Charles Napier makes an impression. Let us consider for a moment the impression he makes—as Sheriff Harry Sledge in Russ Meyer’s Supervixens (75)—while stomping on the lovely Shari Eubank’s face. It is a lasting one. To watch this cartoon-cornpone character actor—jaw as big as a jar of pickled eggs and mouth filled (as Meyer used to boast) with “four more teeth than Burt Lancaster”—swerve from erotic bemusement to homicidal frenzy in the blink of a psychotic eye is to remain forever scarred.

Supervixens

Supervixens

Wearing a leer as bent as a country road and a pair of spiffy saddle shoes, the Kentucky-born Napier (1936-2011) brutally stabs, beats, and electrocutes the frighteningly vulgar Eubank in her bathtub (don’t worry, she’s resurrected halfway through the film). By the time the actor is done, Meyer has both made clear his fealty to Psycho and set the stage for Kubrick/Nicholson’s iconic “Here’s Johnny!” Shining attack.

The careers and legacies of Napier and Meyer are forever interwoven, something that irritated the actor for a time, though he finally embraced it. He’d gotten his first screen break from Meyer, and first incarnated Harry (then “Harry Wilson”) in his film debut, Meyer’s misbegotten-but-still-terrific desert dope-running saga Cherry, Harry & Raquel! (69). Napier owned the character—foul-humored, hopelessly horny (and glimpsed full frontal), thick as leather—and when off camera, paid attention to everything else going on during the shoot, pitching in on stunts, doing makeup, lugging the gear. Before that, he’d studied art at Western Kentucky University (and never did stop painting), coached some basketball, and bummed around Florida doing theater for a minute (Iago, even). He landed in Hollywood in 1966 and had reasonably good luck: a Mission: Impossible episode followed by a cult-classic turn on the Star Trek episode “Way to Eden” as future-hippie Adam, looking like a cross between Gomer Pyle and Harpo Marx, twanging his space-axe and eating a fatal apple. He followed Cherry with an independently made trucker movie called Moonfire (70), co-starring with former boxer Sonny Liston and screen vet Richard Egan. Napier had trucking in his blood and split Hollywood for a couple of years to drive a big rig and write for Overdrive magazine.
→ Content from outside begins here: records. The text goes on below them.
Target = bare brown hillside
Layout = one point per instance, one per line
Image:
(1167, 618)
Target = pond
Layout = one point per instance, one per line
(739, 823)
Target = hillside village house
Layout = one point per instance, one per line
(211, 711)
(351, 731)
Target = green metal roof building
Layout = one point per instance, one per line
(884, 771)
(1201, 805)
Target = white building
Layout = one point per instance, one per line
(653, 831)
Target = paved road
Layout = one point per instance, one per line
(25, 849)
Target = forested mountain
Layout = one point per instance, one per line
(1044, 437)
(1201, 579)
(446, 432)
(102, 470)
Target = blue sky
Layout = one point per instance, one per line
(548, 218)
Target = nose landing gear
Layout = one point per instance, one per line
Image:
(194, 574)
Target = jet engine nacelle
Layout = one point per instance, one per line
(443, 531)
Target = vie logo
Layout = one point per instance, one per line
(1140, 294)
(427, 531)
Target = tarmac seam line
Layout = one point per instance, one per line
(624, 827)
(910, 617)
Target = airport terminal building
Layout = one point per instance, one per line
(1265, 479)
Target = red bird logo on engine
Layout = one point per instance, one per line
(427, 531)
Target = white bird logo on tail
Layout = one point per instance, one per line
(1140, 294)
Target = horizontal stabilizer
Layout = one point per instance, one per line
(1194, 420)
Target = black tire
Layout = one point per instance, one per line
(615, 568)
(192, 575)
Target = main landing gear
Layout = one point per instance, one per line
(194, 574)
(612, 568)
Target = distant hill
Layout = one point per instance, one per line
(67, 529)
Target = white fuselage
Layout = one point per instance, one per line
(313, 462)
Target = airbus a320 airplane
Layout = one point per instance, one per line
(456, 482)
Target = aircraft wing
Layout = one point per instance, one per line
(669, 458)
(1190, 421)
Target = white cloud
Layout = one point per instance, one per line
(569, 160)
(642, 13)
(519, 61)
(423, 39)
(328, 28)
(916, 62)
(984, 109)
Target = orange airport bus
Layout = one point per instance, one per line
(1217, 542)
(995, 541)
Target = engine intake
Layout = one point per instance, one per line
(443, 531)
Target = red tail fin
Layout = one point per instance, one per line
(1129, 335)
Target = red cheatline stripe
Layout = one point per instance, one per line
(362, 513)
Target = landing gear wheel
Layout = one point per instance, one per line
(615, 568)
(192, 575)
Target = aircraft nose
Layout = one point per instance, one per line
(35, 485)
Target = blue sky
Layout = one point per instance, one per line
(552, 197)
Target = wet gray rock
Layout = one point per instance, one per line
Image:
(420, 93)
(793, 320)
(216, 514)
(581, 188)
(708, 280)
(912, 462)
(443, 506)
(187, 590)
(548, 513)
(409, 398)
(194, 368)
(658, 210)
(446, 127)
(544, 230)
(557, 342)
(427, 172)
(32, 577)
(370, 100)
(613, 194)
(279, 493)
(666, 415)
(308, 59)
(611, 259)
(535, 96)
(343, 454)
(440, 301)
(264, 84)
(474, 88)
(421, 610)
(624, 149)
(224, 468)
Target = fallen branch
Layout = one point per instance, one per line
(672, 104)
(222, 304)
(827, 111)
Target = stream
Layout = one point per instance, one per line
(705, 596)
Before he left, he was picked up by Meyer once again, for the director’s legendary two-film tenure at Universal, serving as a featured player in both Beyond the Valley of the Dolls (70) and The Seven Minutes (71).

Rambo: First Blood Part II

Rambo: First Blood Part II

Finished with trucking in ’73, Napier rolled west again, and was eventually sent on a casting call to be seen by—but not actually meet—Alfred Hitchcock. “Hire him,” the filmmaker drawled from a dark corner of the room, and by fiat Napier was signed by Universal. That led to a steady string of television gigs—Starsky & Hutch, Baa Baa Black Sheep, The Rockford Files, B.J. and the Bear—and unsold pilots. It was a completely respectable career but he never quite caught on, never got close to A-list action. Was it his past in Meyer’s “porno” films? As it turned out, young Jonathan Demme was an early admirer of Napier’s then-X-rated performances for Meyer, and he cast the actor in virtually every fiction feature he made from Handle with Care (77) to The Manchurian Candidate (04). Demme gave him some extraordinary parts, and not just as a hairdresser in Married to the Mob (94). Want a head-spinning rediscovery? Check out Napier in Demme’s De Palma–esque Hitchcock mash-up Last Embrace (79), playing a version of Kim Novak from Vertigo, opposite Roy Scheider’s Jimmy-Stewart-in-a-bell-tower.

The actor’s featured role in Rambo: First Blood Part II (85) as treacherous Stallone nemesis Murdock kept him visible, waiting for more and better parts. In the meantime, Napier did it all: growls for TV’s The Incredible Hulk and myriad other voiceover gigs; bits on The Golden Girls and Murder, She Wrote; and—once his early cult celebrity had been reified for the Nineties mainstream—featured turns in The Cable Guy (96) and Austin Powers: International Man of Mystery (97). He kept working, and left as many gold nuggets as buffalo chips in his wake: Ruggero Deodato’s underappreciated summer-camp slasher Euro-flick Body Count (85) provides an entertaining fusion of the two. “I always felt I played myself, or some kind of version of myself,” Napier told an interviewer the year he died. “If you think about it, old actors probably don’t even have a self.” On the contrary: the always-himself Charles Napier left only the most indelible of marks.